Ford Credit Shows Steep Decline in Charge-Offs
DEARBORN, Mich. — In reporting its second quarter results, Ford Credit revealed that charge-offs have decreased significantly. For the quarter, total charge-offs came in at $41 million, compared to $86 million in the same period of 2010.
Breaking it down even further, Ford Credit said retail installment and lease charge-offs were $41 million in the second quarter, compared to $79 million in the previous year. Wholesale charge-offs accounted for $6 million, compared to $5 million.
The company's total loss to receivable ratio was 0.23 percent for the second quarter, compared to 0.39 percent in the same period of last year.
For the first half of the year, total charge-offs reached $104 million, compared to $219 million in the prior year.
Retail installment and lease charge-offs came in at $2 million for the first half, compared to zero in the same period of 2010. For wholesale charge-offs, they were at $2 million, compared to negative $3 million a year ago.
The overall total loss to receivable ratio for the first half of the year came in at 0.25 percent, compared to 0.49 percent in 2010.
When it comes to contract placements for new and used vehicles, this figure is creeping back up. For the U.S., 219,000 contracts were placed during the quarter, compared to 181,000 in the second quarter of last year.
For the first half of the year, 418,000 was the company's contract placement volume, compared to 356,000 in the prior year.
Looking at Canada, contract placement volume for new and used was at 29,000, compared to 28,000 in the 2010 second quarter.
For the first half, Canadian contract placement volume was 55,000, as compared to 45,000 in 2010.
Full North American volume came in at 248,000, compared to 209,000 in the same quarter of last year.
For the first half, North American contract placement volume was 473,000, compared to 401,000.
Overall, the company reported net income of $383 million for the quarter, down $173 million from a year earlier.
On a pre-tax basis, the company earned $604 million, compared to $888 million in the prior year.

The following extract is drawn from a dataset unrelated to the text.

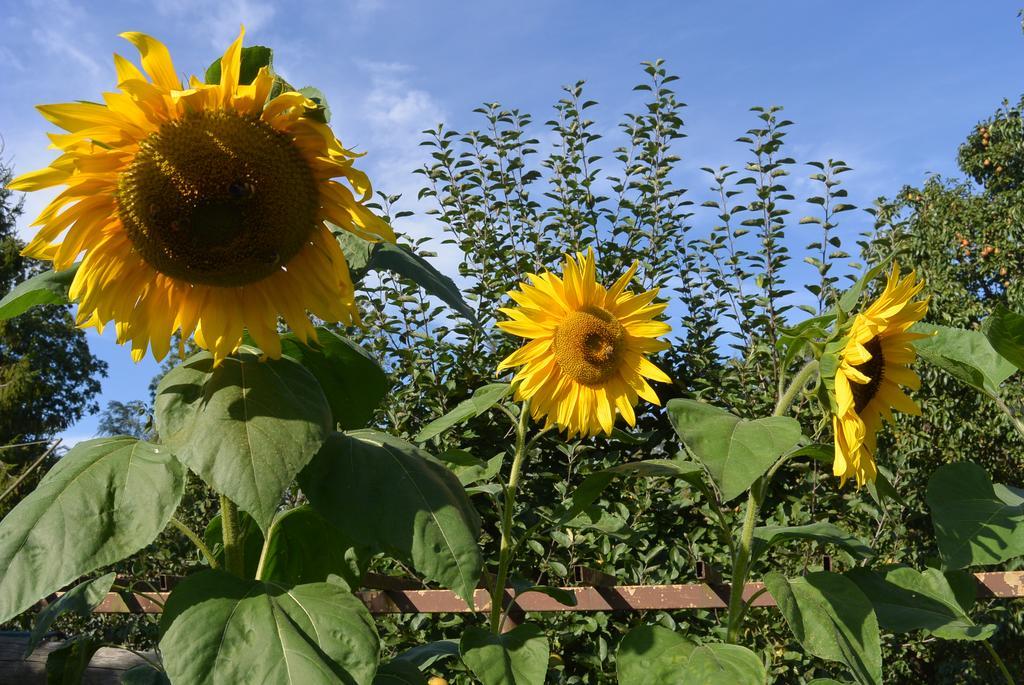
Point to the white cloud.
(218, 20)
(394, 115)
(59, 33)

According to management, declines in pre-tax earnings are due to lower credit loss reserve reductions and the non-recurrence of lower lease depreciation expense of the "same magnitude of 2010."
"Ford Credit's business continues to perform well, with low credit losses and strong originations capability," pointed out Mike Bannister, chairman and chief executive officer.

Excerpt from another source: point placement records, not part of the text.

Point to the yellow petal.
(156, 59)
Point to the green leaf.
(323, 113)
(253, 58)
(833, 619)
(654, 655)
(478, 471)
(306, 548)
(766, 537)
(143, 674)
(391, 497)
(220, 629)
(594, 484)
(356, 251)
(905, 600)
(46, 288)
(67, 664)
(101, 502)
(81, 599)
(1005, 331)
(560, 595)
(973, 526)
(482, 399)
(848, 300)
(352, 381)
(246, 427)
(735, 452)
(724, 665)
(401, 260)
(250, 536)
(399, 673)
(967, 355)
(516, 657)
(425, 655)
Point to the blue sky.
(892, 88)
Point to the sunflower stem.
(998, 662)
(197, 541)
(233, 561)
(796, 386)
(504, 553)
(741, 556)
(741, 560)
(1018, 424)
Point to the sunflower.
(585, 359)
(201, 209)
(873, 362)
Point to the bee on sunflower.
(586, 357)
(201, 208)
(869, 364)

"We continue to succeed in our mission to support Ford sales," he added.
As of June 30, Ford Credit's net receivables came in at $84 billion, compared to $81 billion at year-end 2010.
Meanwhile, managed receivables came in at $86 billion, up from $83 billion at the end of 2010.
"The higher receivables were primarily due to changes in currency exchange rates," management highlighted.
Also, as of June 30, the company's managed leverage was 7.5 to 1. In the second quarter, the company distributed $1 billion to its parent Ford.
For the full year, management revealed they expect to be "solidly profitable but at a lower level than in 2010."
"At year-end 2011, managed receivables are anticipated to be in the range of $82 to $87 billion. Through June 30, 2011, Ford Credit has paid $1.9 billion in distributions to its parent and expects to pay a total of about $3 billion for full-year 2011," management concluded.